Unnamed: 0,file,label
0,abdelrahmans1.wav,3
1,abdelrahmans2.wav,3
2,abdelrahmans28.wav,3
3,abdelrahmans29.wav,3
4,abdelrahmans30.wav,3
5,AuphonicRecording_27.wav,3
6,AuphonicRecording_28.wav,3
7,AuphonicRecording_29.wav,3
8,AuphonicRecording_30.wav,3
9,close12.wav,3


# Concatenate the Data Frames:

In [6]:
df = pd.concat([df_dina, df_romisaa,df_youssef,df_others], ignore_index=True)
df.head()

Unnamed: 0,file,label
0,dina_10.wav,0
1,dina_11.wav,0
2,dina_12.wav,0
3,dina_13.wav,0
4,dina_14.wav,0


# Extract Features:

## MFCC Features

In [7]:
def power_to_db(S, ref=1.0, amin=1e-10, top_db=80.0):
    S = np.asarray(S)
    magnitude = S
    ref_value = np.abs(1.0)
    log_spec = 10.0 * np.log10(np.maximum(1e-10, magnitude))
    log_spec -= 10.0 * np.log10(np.maximum(1e-10, ref_value))
    log_spec = np.maximum(log_spec, log_spec.max() - top_db)
    return log_spec

In [8]:
def expand_to(x, ndim, axes):
    # Force axes into a tuple
    try:
        axes = tuple(axes)
    except TypeError:
        axes = tuple([axes])

    shape = [1] * ndim
    for i, axi in enumerate(axes):
        shape[axi] = x.shape[i]

    return x.reshape(shape)

In [9]:
def mfcc(y=None, sr=22050, S=None, n_mfcc=20, dct_type=2, norm="ortho", lifter=0, **kwargs):
    if S is None:
        # multichannel behavior may be different due to relative noise floor differences between channels
        S = power_to_db(melspectrogram(y=y, sr=sr, **kwargs))

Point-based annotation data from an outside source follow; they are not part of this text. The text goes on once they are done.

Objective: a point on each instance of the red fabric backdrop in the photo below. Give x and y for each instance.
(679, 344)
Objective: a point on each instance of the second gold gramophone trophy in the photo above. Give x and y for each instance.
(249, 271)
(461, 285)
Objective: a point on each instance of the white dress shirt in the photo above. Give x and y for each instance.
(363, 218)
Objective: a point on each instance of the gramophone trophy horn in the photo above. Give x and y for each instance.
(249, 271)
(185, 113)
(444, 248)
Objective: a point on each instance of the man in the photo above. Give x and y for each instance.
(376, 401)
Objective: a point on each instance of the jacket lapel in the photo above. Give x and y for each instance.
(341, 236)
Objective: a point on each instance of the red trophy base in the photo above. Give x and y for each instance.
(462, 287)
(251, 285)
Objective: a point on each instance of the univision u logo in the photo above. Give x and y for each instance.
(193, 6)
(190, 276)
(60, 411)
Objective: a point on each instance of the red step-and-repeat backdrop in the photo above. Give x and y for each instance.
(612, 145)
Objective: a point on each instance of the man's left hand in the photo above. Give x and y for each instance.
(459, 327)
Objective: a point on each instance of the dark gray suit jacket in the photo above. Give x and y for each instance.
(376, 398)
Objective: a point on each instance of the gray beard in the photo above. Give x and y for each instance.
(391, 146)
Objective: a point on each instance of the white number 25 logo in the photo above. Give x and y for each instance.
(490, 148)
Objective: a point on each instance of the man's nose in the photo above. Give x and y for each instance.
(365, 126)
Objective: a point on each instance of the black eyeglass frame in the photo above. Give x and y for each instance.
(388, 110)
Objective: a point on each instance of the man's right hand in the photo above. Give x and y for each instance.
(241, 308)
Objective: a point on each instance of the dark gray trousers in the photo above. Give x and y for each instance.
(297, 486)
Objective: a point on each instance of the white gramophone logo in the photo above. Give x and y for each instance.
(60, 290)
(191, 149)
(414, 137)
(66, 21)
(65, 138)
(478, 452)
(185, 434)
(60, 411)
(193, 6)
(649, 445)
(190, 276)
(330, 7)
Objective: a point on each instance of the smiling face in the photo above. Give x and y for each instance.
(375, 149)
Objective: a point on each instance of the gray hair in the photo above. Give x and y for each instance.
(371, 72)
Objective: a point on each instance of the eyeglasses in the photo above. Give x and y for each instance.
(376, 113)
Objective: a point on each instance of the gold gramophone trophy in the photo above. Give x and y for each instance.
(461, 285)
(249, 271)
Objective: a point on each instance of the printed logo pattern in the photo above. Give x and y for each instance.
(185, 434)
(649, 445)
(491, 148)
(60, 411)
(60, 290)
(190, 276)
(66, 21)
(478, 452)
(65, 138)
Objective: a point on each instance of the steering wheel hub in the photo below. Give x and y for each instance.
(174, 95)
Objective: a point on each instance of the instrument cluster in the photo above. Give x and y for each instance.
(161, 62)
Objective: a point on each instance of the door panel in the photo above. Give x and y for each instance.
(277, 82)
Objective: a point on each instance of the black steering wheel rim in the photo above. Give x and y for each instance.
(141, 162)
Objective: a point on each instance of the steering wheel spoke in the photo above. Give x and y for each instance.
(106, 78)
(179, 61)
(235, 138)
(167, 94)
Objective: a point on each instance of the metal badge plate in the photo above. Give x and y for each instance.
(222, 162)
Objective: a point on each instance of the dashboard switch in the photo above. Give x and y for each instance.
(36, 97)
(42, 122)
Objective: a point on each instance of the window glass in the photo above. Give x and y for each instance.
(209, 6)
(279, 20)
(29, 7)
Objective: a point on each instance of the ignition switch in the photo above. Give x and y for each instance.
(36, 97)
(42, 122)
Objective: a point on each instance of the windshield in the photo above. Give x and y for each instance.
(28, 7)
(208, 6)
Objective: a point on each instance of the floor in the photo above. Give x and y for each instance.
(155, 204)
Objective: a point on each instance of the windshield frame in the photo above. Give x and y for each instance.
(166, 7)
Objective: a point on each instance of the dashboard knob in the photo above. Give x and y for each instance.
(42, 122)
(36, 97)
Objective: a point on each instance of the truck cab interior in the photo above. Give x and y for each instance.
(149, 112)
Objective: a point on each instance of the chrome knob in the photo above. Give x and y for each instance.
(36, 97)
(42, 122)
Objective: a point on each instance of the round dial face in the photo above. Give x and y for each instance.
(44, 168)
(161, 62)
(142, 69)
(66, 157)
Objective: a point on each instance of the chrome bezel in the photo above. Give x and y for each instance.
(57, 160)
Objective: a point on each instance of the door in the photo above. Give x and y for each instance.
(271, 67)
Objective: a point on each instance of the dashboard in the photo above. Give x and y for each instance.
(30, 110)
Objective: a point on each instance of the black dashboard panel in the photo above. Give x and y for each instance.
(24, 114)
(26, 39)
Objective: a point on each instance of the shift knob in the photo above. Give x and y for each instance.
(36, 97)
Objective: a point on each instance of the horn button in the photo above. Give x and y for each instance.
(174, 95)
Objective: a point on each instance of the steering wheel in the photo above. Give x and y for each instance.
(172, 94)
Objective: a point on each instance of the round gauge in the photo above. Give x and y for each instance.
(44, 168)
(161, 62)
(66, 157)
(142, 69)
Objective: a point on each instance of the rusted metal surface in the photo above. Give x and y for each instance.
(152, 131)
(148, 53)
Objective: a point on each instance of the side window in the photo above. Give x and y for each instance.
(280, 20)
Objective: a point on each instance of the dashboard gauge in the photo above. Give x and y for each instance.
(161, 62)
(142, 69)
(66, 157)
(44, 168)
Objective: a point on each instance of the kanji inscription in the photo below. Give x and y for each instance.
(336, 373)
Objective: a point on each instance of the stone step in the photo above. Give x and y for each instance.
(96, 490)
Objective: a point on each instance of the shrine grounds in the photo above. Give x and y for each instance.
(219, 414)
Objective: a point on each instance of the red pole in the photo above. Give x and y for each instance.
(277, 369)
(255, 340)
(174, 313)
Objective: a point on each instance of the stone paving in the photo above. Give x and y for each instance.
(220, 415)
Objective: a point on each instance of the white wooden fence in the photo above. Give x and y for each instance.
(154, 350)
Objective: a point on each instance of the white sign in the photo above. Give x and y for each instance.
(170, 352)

    M = scipy.fftpack.dct(S, axis=-2, type=dct_type, norm=norm)[..., :n_mfcc, :]

    if lifter > 0:
        # shape lifter for broadcasting
        LI = np.sin(np.pi * np.arange(1, 1 + n_mfcc, dtype=M.dtype) / lifter)
        LI = expand_to(LI, ndim=S.ndim, axes=-2)

        M *= 1 + (lifter / 2) * LI
        return M
    elif lifter == 0:
        return M

## Chroma STFT Features

## Melspectrogram Features

In [10]:
def _spectrogram(y=None, S=None, n_fft=2048, hop_length=512, power=1, win_length=None, window="hann", center=True,
                 pad_mode="constant"):

    if S is not None:
        # Infer n_fft from spectrogram shape, but only if it mismatches
        if n_fft // 2 + 1 != S.shape[-2]:
            n_fft = 2 * (S.shape[-2] - 1)
    else:
        # Otherwise, compute a magnitude spectrogram from input
        S = (
            np.abs(
                librosa.stft(
                    y,
                    n_fft=n_fft,
                    hop_length=hop_length,
                    win_length=win_length,
                    center=center,
                    window=window,
                    pad_mode=pad_mode,
                )
            )
            ** power
        )

    return S, n_fft

In [11]:
def fft_frequencies(sr=22050, n_fft=2048):
    return np.fft.rfftfreq(n=n_fft, d=1.0 / sr)

In [12]:
def mel_frequencies(n_mels=128, fmin=0.0, fmax=11025.0, htk=False):
    # 'Center freqs' of mel bands - uniformly spaced between limits
    min_mel = hz_to_mel(fmin, htk=htk)
    max_mel = hz_to_mel(fmax, htk=htk)

    mels = np.linspace(min_mel, max_mel, n_mels)

    return mel_to_hz(mels, htk=htk)

In [13]:
def hz_to_mel(frequencies, htk=False):
    frequencies = np.asanyarray(frequencies)

    if htk:
        return 2595.0 * np.log10(1.0 + frequencies / 700.0)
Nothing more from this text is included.